Legal certainty in the procedure for disclosing untruths in tax return filings became the core of the dispute between PT BMS and the Directorate General of Taxation (DGT). The dispute arose when the Respondent rejected the recognition of Input Tax from previous period compensations amounting to IDR 62,649,112,577.
The Respondent claimed that the taxpayer's disclosure was submitted after the Notification of Tax Audit Results (SPHP) had been issued, basing its argument on Article 8 paragraph (1) of Government Regulation (PP) Number 74 of 2011. This regulation limits disclosure only until before the SPHP is delivered.
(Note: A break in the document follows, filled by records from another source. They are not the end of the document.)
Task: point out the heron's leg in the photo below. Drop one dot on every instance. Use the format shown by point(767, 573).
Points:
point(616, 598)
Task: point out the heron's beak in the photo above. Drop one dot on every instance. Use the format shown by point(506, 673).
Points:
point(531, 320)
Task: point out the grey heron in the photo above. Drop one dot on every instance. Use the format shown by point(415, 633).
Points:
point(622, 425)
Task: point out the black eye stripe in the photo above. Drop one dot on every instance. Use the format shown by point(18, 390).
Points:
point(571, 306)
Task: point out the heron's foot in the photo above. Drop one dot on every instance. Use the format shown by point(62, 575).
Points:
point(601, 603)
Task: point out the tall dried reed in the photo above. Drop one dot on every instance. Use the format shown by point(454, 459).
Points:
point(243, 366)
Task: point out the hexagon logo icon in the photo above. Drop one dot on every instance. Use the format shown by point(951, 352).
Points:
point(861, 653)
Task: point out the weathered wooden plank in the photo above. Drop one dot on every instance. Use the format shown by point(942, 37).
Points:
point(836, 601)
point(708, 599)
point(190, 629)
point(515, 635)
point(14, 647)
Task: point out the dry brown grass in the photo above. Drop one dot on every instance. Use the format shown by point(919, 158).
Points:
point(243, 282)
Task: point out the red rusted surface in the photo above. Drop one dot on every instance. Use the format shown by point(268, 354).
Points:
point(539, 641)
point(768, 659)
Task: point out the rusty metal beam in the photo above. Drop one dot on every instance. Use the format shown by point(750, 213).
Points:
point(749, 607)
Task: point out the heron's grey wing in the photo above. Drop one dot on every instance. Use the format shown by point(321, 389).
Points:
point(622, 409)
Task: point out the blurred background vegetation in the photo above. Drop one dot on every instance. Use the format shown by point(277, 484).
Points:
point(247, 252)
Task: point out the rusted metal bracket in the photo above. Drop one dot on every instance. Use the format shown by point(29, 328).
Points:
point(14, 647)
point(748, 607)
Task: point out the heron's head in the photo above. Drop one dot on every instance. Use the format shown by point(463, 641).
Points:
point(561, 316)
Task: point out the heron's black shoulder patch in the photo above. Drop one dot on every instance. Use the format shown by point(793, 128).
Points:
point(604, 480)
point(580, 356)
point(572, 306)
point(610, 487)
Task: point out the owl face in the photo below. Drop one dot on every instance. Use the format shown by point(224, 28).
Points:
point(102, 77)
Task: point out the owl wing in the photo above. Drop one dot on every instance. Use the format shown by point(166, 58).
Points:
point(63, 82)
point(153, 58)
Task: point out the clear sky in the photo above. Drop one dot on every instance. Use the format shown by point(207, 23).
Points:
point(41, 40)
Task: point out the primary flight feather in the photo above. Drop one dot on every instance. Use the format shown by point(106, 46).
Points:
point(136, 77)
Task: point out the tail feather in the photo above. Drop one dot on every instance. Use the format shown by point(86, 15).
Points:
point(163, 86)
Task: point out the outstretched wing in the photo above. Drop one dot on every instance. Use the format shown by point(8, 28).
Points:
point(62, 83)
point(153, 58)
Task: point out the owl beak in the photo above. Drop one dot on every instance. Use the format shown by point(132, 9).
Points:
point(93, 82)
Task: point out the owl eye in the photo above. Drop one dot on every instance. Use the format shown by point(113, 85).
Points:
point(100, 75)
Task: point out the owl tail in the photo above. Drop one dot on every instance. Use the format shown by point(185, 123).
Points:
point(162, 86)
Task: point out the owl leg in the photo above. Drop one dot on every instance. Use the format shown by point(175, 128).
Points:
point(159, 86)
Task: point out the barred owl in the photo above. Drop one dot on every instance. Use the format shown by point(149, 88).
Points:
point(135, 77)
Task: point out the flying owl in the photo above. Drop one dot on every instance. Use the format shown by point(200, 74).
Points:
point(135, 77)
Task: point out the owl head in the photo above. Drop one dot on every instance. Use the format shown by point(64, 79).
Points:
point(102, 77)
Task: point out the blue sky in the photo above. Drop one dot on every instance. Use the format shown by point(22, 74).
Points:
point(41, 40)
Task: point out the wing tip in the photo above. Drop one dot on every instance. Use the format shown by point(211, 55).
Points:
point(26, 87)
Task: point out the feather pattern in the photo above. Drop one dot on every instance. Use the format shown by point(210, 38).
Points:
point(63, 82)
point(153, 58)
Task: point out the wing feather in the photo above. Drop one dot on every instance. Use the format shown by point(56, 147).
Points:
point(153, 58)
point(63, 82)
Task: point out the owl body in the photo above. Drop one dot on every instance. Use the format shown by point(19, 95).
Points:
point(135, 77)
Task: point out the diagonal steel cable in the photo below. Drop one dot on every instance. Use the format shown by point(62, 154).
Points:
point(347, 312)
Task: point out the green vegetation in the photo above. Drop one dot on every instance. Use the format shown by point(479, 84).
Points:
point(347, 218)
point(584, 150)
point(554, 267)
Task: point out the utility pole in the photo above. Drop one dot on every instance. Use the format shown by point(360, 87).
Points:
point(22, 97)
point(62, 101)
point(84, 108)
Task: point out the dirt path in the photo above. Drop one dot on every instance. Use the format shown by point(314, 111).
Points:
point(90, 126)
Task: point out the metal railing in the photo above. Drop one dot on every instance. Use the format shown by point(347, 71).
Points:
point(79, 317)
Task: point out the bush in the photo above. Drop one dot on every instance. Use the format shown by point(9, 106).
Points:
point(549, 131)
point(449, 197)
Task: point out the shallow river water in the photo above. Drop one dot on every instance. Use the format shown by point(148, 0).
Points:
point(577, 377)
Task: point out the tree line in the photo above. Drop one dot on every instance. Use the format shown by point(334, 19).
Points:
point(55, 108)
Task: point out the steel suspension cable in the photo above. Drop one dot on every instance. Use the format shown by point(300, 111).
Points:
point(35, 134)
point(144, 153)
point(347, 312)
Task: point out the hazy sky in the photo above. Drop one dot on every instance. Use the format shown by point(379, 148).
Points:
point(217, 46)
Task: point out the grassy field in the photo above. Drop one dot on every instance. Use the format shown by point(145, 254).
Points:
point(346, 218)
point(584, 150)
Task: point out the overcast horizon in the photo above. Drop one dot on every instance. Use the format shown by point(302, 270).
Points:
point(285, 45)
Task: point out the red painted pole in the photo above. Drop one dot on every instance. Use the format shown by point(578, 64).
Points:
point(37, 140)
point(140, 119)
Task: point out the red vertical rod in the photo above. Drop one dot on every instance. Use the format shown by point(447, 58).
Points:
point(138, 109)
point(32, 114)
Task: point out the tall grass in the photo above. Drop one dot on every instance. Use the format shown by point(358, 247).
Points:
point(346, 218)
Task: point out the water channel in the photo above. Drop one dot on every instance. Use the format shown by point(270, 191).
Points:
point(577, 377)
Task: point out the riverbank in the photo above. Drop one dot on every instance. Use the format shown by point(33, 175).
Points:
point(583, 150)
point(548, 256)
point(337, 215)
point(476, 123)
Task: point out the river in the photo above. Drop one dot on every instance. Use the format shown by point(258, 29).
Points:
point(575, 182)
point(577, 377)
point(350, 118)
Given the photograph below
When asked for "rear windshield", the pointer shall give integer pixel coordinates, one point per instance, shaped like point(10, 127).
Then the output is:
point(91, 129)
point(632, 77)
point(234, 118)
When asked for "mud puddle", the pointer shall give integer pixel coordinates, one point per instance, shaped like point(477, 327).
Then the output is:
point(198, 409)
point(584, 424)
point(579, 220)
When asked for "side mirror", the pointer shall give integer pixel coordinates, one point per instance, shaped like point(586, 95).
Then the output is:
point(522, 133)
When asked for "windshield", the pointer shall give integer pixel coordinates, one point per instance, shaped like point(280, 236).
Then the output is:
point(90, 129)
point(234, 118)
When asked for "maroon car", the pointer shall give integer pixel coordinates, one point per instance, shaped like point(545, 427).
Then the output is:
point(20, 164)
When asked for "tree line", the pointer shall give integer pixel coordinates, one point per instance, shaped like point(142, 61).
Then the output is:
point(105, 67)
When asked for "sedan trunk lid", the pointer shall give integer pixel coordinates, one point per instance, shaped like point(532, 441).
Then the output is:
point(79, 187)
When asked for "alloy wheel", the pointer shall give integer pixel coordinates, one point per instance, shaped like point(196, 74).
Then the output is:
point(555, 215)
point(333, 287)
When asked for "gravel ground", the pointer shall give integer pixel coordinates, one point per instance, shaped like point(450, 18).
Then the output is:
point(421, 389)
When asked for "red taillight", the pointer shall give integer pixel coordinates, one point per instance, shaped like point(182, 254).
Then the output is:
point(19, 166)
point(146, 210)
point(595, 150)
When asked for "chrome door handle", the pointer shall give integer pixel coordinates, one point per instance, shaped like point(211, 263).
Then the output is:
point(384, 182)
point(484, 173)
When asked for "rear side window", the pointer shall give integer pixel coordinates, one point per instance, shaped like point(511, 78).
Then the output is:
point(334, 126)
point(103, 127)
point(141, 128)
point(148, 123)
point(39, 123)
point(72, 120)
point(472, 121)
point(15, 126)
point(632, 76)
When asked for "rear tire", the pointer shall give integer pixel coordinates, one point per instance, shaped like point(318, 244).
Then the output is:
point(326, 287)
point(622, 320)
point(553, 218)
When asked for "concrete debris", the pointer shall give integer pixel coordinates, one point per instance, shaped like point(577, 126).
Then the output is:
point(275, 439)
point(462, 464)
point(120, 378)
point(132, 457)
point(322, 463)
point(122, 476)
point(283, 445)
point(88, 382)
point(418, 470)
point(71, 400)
Conversely, the Petitioner argued using Article 8 paragraph (4) of the KUP Law, which allows for disclosure as long as the tax assessment letter has not been issued. Chronologically, PT BMS received the Mail Receipt Evidence (BPS) on May 30, 2018, while the tax assessment letter (SKPN) was only issued on June 4, 2018.
The Board of Judges took a firm stance on the implementation of the hierarchy of laws. Referring to Law Number 12 of 2011, the Board stated that lower regulations (Government Regulations) must not contradict higher regulations (Laws). Since the KUP Law explicitly allows disclosure before a tax assessment letter is issued, the "before SPHP" limitation in PP 74/2011 was deemed unable to void the taxpayer's rights guaranteed by the Law.
This decision has crucial implications for tax litigation, particularly in providing legal protection for taxpayers intending to make voluntary compliance improvements even during the final stages of an audit. It serves as an important precedent that administrative procedures in implementing regulations must not override the substance of rights regulated at the Statutory Law level.
Conclusion: The Board of Judges granted the entire appeal and canceled the Respondent's correction of the IDR 62.6 billion Input Tax, reaffirming the supremacy of the KUP Law in the national tax system.